The United States could hand over its leading role in the Libya airstrikes to NATO as early as this weekend, a U.S. official told ABC News, but there is uncertainty over whether NATO will accept that role.
The administration is focused on "an orderly transfer to NATO over the weekend," but there is still concern that the United States will have to carry much of the burden even after -- and if -- NATO takes over, the official said.
Officials from around the world have been invited to participate in a political meeting this weekend to form a "contact group" to continue the coalition's work in Libya, British Foreign Secretary William Hague announced today. French Foreign Minister Alain Juppe said the meeting will signal that it's not just NATO that's taking over the leadership in Libya, but a larger group of countries.

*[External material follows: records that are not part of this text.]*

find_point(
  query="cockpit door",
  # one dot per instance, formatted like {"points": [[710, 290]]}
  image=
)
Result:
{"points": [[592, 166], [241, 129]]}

"Today we have agreed that this leadership structure would be both NATO and the European Union," Juppe said, according to wire reports. "NATO for planning and operational supervision of the operations, and the EU for everything related to humanitarian action."
The Pentagon said today the coalition has full control of the skies in Libya, and there's no longer a threat from surface-to-air missiles being launched by Moammar Gadhafi. But on the ground, the embattled leader's forces continue to attack civilians.
"We have no indication that Gadhafi's forces are adhering to UN Resolution 1973. And that is why we continue to pressurize those forces," Rear Adm. Gerald Hueber, the chief of staff for Task Force Odyssey Dawn, said today.
Hueber said that as of this morning the total number of sorties was 175 with the number of non-U.S. flights increasing. They're targeting tanks, rocket launchers, artillery, as well as ground forces but only those operating outside of cities, pushing into Misrata, Zawiyah and Ajdabiyah.
The Obama administration is anxious to hand over leadership quickly. President Obama pledged that the United States was not engaging in a long-term commitment when he announced his decision to participate in the strikes.
On Tuesday, he said the United States will implement an "exit strategy" in the coming days, though that doesn't entail pulling out of the Libya operation completely.
"The exit strategy will be executed this week, in the sense that we will be pulling back from our much more active efforts to shape the environment," Obama said in an interview with Univision. "We will still be in a support role. We will be supplying jamming, intelligence and other assets unique to us."
The United States will in fact still be a partner in implementing the no-fly zone, but the president did not outline the exit strategy of ending that engagement.
But the coalition, though expanding, is frayed. Some NATO members, like Turkey, are skeptical about the strikes and civilian casualties while others like Italy and Norway are demanding more guidance.
It's also unclear what role NATO will play. Defense Secretary Robert Gates told reporters Tuesday that the Libya airstrikes are not a NATO mission, contradicting Secretary of State Hillary Clinton, who told ABC News "NATO will definitely be involved" and that she's "very relaxed" about the handoff.